Information provided by contributing law firm: King & Wood Mallesons
International Court of Justice Releases Advisory Opinion on Climate Change
On July 23, the International Court of Justice (ICJ) issued an advisory opinion in response to a request for an opinion from the Pacific Island State of Vanuatu in September 2021. The opinion ruled that state parties to the United Nations Framework Convention on Climate Change, the Kyoto Protocol and the Paris Agreement have an obligation to protect the environment from GHG emissions and to act with due diligence and cooperate to fulfill this obligation. To the extent states breach these obligations, according to the ICJ opinion, they incur legal responsibility and may be required to cease the wrongful conduct, offer guarantees of non-repetition and make full reparation depending on the circumstances. In support of its ruling, the Court relied on several landmark climate change and environmental treaties, including ozone layer treaties, the Biodiversity Convention, the Kyoto Protocol and the Paris Agreement.
Standards
Science Based Targets Initiative Releases First Financial Institutions Net-Zero Standard
On July 22, SBTi released its first Financial Institutions Net-Zero Standard, enabling banks, asset owners and managers, private equity firms and other financial institutions to set science-based targets aligned with net-zero standards and establish goals to achieve net-zero emissions by 2050. The SBTi released an Executive Summary outlining key details and highlights of the new Standard, including steps to ceasing new financial activities in the fossil fuel industry.
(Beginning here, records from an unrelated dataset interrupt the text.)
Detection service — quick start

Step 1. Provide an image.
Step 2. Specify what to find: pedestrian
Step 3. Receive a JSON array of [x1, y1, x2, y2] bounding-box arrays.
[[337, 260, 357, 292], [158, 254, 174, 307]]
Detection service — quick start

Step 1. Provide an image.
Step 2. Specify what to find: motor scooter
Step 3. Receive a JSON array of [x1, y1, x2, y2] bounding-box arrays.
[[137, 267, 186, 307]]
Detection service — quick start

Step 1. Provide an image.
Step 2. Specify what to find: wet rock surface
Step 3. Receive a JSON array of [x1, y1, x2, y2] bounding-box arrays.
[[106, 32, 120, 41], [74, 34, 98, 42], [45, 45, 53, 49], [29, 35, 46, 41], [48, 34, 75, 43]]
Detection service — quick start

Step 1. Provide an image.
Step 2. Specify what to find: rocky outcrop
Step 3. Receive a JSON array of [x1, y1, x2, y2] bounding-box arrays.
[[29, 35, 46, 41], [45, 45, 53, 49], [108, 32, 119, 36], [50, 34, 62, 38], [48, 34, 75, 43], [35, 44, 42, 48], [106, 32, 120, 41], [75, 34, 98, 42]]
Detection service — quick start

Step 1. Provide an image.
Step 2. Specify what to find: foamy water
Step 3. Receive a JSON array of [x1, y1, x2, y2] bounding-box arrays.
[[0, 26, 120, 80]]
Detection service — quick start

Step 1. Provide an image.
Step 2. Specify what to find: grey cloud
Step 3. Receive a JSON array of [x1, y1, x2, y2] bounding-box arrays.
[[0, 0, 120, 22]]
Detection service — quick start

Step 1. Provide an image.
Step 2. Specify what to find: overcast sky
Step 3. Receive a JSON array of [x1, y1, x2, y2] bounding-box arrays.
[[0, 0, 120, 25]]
Climate Action 100+ Announces Simplification of Benchmark
On August 13, the Chair of the Climate Action 100+ global steering committee announced plans to simplify and streamline its net-zero corporate benchmark to ensure the tool remains “actionable and relevant.” The benchmark assesses the net-zero progress of the Climate Action 100+ member companies across a series of indicators including the establishment of net-zero targets, capex, policy engagement and reduction in emissions. Feedback from stakeholders will be considered within strategic Climate Action 100+ committee discussions from 2026 onward.